Architecture changes
I think I should be able to complete the decompression function within a week or so, after all, the decompression has good documentation. I need to think about it.
How many things to change in order to achieve compression. The row record resolver must know whether the page is compressed. But where does the row record resolver know
Has the page been compressed? All I got was the page pointer, and now I have to query the metadata (partition table) to make sure that all the data passing paths are passed from Datascanner to page parser to the record parser finally to the data type parsers


I had to implement a variety of abstractions on the rule parser to abstract compressed and uncompressed records.
Overall, this would be a better architecture, but it might take more time than expected. The fact that parsing a compressed data format is only a small part of the ordeal-because it's documented and it's easy to format. Then the data type I need more work to get them out of here.


Preview
As usual, the code is on github and you can download it for research! If you are not a programmer, I also uploaded executable orcamdf studio binaries (dated 2012-02-06)


Statistical data
As a digital lover, I like to read statistics. Here is a set of data that is a random statistic for orcamdf:

123 submitted the first one on April 15, 2011--It was almost a year ago!
11700 lines of C # code (without spaces).
1000 lines of comments.
35% of the code is for testing, and using a test suite contains more than 200 tests.
Ohloh estimated Orcamdf development cost of $144090

End of the 12th chapter

Anatomy of SQL Server 12th orcamdf row compression support (translated)

Related Article

Contact Us

The content source of this page is from Internet, which doesn't represent Alibaba Cloud's opinion; products and services mentioned on that page don't have any relationship with Alibaba Cloud. If the content of the page makes you feel confusing, please write us an email, we will handle the problem within 5 days after receiving your email.
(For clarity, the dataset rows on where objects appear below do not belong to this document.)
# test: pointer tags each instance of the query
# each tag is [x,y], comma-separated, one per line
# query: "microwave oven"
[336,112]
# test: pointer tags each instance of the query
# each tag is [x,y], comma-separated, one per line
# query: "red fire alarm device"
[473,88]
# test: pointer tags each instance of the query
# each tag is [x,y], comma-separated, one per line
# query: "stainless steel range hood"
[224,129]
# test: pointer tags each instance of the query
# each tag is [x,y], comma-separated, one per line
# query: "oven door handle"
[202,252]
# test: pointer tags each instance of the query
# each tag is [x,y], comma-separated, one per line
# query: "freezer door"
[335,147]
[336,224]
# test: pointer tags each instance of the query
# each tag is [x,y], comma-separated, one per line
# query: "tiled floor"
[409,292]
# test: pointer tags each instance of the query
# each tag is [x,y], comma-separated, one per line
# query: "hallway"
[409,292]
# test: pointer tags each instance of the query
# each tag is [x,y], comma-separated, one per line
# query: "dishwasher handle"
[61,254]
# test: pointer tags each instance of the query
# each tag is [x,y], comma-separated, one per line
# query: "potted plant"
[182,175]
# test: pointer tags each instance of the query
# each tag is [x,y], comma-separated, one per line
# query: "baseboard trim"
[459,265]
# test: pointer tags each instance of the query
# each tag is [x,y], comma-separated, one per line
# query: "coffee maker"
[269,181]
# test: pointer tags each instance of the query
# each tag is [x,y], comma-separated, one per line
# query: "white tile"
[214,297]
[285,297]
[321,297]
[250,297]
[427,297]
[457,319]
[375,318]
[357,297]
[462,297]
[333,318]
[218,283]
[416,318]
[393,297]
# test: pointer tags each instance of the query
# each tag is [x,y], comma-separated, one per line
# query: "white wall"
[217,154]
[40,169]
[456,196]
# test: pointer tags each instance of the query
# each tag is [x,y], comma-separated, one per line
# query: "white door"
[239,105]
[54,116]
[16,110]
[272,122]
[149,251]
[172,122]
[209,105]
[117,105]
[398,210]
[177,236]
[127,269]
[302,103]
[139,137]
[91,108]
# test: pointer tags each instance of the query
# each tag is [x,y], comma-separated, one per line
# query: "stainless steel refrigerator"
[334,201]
If you find any instances of plagiarism from the community, please send an email to: info-contact@alibabacloud.com and provide relevant evidence. A staff member will contact you within 5 working days.

A Free Trial That Lets You Build Big!

Start building with 50+ products and up to 12 months usage for Elastic Compute Service

  • Sales Support

    1 on 1 presale consultation

  • After-Sales Support

    24/7 Technical Support 6 Free Tickets per Quarter Faster Response

  • Alibaba Cloud offers highly flexible support services tailored to meet your exact needs.